Skip site navigation (1) Skip section navigation (2)

Re: array_agg() on a set larger than some arbitrary(?) limit causes runaway memory usage and eventually memory exhaustion

From: Tomas Vondra <tv(at)fuzzy(dot)cz>
To: pgsql-bugs(at)postgresql(dot)org
Subject: Re: array_agg() on a set larger than some arbitrary(?) limit causes runaway memory usage and eventually memory exhaustion
Date: 2013-10-20 02:48:01
Message-ID: 52634461.2020002@fuzzy.cz (view raw, whole thread or download thread mbox)
Thread:
Lists: pgsql-bugs
Hi,

On 19.10.2013 15:38, Frank van Vugt wrote:
> L.S.
> 
> Something seems wrong here.... when applying arrag_agg() on a large recordset, 
> above a certain size 'things fall over' and memory usage races off until the 
> system runs out of it:

...

> with g as (select * from f)
> 	select comcat(id::text), min(value)
> 	from g
> 	group by g.value
> 	having count(1) > 1;
> Time: 18660,326 ms

...

> with g as (select * from f)
> 	select array_agg(id), min(value)
> 	from g
> 	group by g.value
> 	having count(1) > 1;
> Time: <none, fails>

Hmmmm. I initially thought that this was because of 2x resizing the
array in accumArrayResult, but that clearly is not the case (e.g.
because the example is constructed so that groups with multiple elements
are very unlikely).

Then I though that it's because the array is pre-allocated with 64
elements, but that's not an issue either (at least not the main one)
because even with 1e7 elements this amounts for about

   10M * 8 * 64 = ~5GB

and the report says that it consumed ~32GB RAM and swap (not sure how
much, but probably not a small amount). On my machine it easily ate 8GB
of RAM and 4GB of swap (and then got shot by OOM).

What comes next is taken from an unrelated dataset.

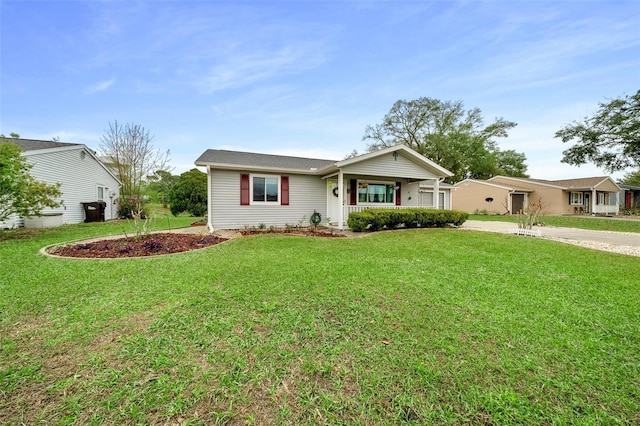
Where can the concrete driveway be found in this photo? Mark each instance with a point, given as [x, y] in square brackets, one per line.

Anyway, I disabled the preallocation (i.e. 1 element initially, +1 for
each iteration) which should be ~80MB of data, but even then I was
unable to execute that query.

The effect on smaller queries (say, 1e6 rows) was negligible too - it
consumed more or less the same amount of memory, irrespectedly of the
preallocation.

Then I started to wonder about the memory local context, which is
defined like this:

    arr_context = AllocSetContextCreate(rcontext,
                "accumArrayResult",
                ALLOCSET_DEFAULT_MINSIZE,
                ALLOCSET_DEFAULT_INITSIZE,
                ALLOCSET_DEFAULT_MAXSIZE);

which means

    arr_context = AllocSetContextCreate(rcontext,
                "accumArrayResult",
                0,
                (8*1024),
                (8*1024*1024));

I may be wrong, but it seems to me that each group has it's own
allocation context and once something gets allocated (which is pretty
much granted for each group), it's allocates at least 8kB of memory.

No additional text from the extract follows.